Intérim : le lancement d’un nouveau produit n’est pas un motif

Publié le 03/12/2014

La Cour de cassation rappelle ici l’interprétation restrictive qu’elle fait de la notion d’ « accroissement temporaire d’activité » permettant aux entreprises de recourir à des contrats précaires. Elle a ainsi jugé que le lancement d’un nouveau produit ne justifiait pas le recours au travail intérimaire, dès lors qu’il ne s’accompagnait pas de circonstances caractérisant un accroissement temporaire d’activité. Cass. Soc., 29.10.14, n°12-27936.

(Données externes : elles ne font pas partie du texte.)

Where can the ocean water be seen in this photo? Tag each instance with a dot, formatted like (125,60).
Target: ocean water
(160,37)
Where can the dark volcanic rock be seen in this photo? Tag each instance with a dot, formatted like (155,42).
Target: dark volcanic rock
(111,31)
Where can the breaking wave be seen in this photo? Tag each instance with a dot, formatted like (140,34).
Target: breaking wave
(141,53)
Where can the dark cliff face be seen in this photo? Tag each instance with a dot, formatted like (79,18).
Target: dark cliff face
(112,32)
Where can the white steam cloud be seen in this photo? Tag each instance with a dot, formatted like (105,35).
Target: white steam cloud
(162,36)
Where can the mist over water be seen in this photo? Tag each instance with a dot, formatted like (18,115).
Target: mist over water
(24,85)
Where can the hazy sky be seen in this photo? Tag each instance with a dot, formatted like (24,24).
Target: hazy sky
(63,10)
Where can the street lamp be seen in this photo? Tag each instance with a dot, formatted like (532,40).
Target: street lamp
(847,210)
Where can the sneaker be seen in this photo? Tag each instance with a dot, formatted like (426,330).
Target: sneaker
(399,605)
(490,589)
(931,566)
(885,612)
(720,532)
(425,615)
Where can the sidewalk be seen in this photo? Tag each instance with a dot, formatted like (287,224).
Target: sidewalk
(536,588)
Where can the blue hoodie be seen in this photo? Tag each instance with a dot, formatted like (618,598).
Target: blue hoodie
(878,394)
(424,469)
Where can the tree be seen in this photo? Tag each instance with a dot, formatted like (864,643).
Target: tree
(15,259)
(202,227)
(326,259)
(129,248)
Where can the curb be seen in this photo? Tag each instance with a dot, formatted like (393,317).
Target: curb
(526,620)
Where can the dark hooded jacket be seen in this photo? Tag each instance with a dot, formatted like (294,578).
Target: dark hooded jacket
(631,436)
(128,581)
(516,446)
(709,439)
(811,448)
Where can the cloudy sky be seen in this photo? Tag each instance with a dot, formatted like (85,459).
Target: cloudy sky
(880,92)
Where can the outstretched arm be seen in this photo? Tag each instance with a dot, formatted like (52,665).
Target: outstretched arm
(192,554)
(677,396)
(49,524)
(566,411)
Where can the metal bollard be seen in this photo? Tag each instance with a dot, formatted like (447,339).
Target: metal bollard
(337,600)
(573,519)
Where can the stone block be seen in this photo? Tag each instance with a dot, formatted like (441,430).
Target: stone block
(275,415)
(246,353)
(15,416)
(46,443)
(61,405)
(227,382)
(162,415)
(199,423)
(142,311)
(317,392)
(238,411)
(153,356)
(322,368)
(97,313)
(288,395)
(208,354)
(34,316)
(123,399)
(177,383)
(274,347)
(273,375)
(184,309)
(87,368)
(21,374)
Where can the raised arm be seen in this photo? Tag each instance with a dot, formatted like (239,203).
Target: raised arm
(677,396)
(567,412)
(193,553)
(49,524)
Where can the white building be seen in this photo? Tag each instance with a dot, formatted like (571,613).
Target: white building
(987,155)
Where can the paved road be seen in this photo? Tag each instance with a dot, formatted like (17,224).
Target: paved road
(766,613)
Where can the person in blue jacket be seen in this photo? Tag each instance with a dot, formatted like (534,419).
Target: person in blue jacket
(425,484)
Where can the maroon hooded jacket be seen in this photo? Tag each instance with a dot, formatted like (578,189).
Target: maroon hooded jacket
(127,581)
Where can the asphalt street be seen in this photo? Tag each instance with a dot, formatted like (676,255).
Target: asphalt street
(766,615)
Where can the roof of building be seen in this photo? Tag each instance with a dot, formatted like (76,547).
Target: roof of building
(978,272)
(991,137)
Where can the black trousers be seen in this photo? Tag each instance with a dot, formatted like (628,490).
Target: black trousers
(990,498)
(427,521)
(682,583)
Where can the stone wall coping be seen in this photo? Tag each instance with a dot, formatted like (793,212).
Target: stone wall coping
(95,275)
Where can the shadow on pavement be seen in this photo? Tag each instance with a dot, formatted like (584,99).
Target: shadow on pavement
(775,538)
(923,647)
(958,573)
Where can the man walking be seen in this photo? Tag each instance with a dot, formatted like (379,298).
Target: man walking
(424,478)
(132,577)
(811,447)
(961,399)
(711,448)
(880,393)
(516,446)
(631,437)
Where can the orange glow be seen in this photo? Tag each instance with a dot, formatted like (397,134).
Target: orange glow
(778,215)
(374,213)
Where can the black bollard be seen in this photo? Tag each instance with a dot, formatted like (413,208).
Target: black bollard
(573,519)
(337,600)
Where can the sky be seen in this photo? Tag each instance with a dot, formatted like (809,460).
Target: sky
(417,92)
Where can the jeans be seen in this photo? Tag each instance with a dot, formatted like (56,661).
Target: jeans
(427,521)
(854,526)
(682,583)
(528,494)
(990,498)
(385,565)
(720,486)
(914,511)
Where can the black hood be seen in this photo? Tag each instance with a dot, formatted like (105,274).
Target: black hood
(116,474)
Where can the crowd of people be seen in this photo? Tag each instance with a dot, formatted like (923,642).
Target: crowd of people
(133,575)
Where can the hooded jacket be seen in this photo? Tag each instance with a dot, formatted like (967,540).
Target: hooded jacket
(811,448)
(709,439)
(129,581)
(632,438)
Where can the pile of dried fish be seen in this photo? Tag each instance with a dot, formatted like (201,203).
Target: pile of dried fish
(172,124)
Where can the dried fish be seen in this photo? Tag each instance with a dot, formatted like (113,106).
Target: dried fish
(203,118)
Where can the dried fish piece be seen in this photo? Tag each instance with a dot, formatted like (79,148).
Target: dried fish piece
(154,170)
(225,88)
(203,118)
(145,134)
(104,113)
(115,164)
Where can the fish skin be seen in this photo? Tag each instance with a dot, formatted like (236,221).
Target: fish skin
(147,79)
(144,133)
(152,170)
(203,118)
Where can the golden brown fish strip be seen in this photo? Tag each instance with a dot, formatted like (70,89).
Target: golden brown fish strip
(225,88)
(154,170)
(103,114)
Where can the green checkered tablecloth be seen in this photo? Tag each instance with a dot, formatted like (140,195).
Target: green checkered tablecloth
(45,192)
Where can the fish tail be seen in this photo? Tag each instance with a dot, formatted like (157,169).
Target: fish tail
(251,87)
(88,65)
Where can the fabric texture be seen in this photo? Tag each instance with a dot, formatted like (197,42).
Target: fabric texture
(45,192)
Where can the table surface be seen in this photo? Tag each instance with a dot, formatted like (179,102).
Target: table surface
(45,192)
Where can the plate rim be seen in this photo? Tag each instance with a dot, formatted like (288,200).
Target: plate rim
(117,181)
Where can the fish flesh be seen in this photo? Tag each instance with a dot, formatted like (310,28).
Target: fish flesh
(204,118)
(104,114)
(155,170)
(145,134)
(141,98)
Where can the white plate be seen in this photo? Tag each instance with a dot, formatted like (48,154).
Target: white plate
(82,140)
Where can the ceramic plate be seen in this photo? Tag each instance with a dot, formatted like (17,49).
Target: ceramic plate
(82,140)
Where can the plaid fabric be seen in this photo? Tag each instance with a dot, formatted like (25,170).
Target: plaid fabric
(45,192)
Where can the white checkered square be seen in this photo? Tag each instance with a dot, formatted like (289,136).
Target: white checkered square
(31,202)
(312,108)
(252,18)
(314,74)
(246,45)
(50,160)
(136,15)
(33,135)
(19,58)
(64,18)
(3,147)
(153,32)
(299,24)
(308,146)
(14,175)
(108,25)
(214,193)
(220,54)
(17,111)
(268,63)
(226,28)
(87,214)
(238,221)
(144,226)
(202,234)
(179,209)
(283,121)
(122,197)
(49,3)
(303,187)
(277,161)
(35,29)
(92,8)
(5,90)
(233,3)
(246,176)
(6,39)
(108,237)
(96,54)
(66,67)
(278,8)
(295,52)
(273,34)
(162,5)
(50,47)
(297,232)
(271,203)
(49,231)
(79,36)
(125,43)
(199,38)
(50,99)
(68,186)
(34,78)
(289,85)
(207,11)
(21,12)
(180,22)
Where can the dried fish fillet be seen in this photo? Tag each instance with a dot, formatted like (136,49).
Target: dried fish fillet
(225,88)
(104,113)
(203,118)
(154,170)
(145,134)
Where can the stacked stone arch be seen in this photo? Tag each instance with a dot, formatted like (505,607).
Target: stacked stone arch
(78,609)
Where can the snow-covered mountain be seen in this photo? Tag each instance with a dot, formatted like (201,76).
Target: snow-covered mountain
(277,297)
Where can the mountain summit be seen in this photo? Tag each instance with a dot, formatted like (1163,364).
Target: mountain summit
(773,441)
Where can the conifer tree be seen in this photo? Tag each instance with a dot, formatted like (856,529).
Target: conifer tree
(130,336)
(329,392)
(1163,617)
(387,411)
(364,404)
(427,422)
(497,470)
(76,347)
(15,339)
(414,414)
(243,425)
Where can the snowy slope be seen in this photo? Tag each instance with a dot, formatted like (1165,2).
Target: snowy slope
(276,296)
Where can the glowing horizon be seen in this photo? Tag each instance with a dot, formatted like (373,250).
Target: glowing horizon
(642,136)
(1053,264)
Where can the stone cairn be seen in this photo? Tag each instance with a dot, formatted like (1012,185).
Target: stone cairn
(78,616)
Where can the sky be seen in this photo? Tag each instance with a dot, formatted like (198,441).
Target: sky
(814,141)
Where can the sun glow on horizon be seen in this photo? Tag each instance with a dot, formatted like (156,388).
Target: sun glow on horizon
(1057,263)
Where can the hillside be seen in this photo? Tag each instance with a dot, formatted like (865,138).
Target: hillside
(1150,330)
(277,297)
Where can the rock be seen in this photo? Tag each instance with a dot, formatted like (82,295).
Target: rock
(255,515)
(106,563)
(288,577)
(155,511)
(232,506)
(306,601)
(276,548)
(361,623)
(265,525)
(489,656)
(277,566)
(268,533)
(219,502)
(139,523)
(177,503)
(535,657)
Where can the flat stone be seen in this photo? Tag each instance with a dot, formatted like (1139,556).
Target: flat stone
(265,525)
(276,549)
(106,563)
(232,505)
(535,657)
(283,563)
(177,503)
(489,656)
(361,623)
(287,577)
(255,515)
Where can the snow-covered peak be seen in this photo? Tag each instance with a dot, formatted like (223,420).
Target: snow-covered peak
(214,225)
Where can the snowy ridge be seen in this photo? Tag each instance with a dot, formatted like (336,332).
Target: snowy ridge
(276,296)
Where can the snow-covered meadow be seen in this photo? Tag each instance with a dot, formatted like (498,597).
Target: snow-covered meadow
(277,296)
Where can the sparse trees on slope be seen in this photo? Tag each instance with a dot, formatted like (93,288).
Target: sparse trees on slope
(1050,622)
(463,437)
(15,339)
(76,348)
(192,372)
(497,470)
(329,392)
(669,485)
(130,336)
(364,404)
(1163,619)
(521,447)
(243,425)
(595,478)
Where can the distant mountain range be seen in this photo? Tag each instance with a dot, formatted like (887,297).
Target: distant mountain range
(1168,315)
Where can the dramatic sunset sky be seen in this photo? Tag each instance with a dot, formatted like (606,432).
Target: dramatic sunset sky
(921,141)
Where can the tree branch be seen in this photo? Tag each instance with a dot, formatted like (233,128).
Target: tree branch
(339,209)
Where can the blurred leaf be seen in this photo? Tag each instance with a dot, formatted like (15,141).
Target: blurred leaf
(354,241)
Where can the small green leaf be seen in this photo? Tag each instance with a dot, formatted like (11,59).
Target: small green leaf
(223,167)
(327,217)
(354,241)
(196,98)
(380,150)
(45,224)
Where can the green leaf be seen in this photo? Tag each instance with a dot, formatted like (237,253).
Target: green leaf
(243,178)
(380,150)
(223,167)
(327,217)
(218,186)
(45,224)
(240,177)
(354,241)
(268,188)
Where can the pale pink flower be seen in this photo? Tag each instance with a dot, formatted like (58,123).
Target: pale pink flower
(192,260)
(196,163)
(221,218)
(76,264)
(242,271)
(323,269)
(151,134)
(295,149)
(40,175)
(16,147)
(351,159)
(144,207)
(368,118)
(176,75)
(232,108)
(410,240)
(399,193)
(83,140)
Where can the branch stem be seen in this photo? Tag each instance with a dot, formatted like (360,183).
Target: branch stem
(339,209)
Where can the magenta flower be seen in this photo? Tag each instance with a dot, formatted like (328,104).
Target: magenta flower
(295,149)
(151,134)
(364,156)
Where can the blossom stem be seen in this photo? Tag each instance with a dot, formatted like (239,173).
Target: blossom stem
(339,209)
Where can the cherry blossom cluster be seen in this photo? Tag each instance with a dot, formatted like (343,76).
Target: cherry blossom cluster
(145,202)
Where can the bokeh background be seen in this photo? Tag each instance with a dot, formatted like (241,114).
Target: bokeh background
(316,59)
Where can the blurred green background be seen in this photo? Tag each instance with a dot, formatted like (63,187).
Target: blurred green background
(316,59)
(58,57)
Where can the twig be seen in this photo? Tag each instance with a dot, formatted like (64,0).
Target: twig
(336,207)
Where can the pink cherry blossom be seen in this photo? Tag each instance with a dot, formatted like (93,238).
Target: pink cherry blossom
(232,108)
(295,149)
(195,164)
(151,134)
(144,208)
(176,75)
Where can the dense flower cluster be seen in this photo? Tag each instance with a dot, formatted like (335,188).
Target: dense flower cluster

  • Rappel des règles en matière de recours aux contrats précaires

Au même titre qu’un contrat de travail à durée déterminée, un contrat de mission, quel qu'en soit son motif, ne peut avoir ni pour objet, ni pour effet, de pourvoir durablement un emploi lié à l’activité normale et permanente de l’entreprise utilisatrice (1). Il ne peut être fait appel à un salarié temporaire que pour l’exécution d’une tâche précise et temporaire et seulement dans certains cas précis : remplacement d’un salarié en cas d’absence, emplois à caractère saisonnier, accroissement temporaire d’activité.                             

  • En l’espèce

C’est précisément en invoquant un accroissement temporaire d’activité, qu’un fabricant de verres optiques a, six années durant, fait travailler un agent de fabrication dans le cadre de 28 missions d’intérim successives par l’intermédiaire de plusieurs entreprises de travail temporaire.

En l’occurrence, l’entreprise justifiait cet accroissement temporaire d’activité par le démarrage de la production de nouveaux types de verres.

Contestant le motif de recours au travail intérimaire invoqué par l’entreprise utilisatrice, le salarié a saisi la juridiction prud’homale afin de demander la requalification de ses différents contrats de travail temporaire en CDI. La Cour d’appel a fait droit à la demande du salarié.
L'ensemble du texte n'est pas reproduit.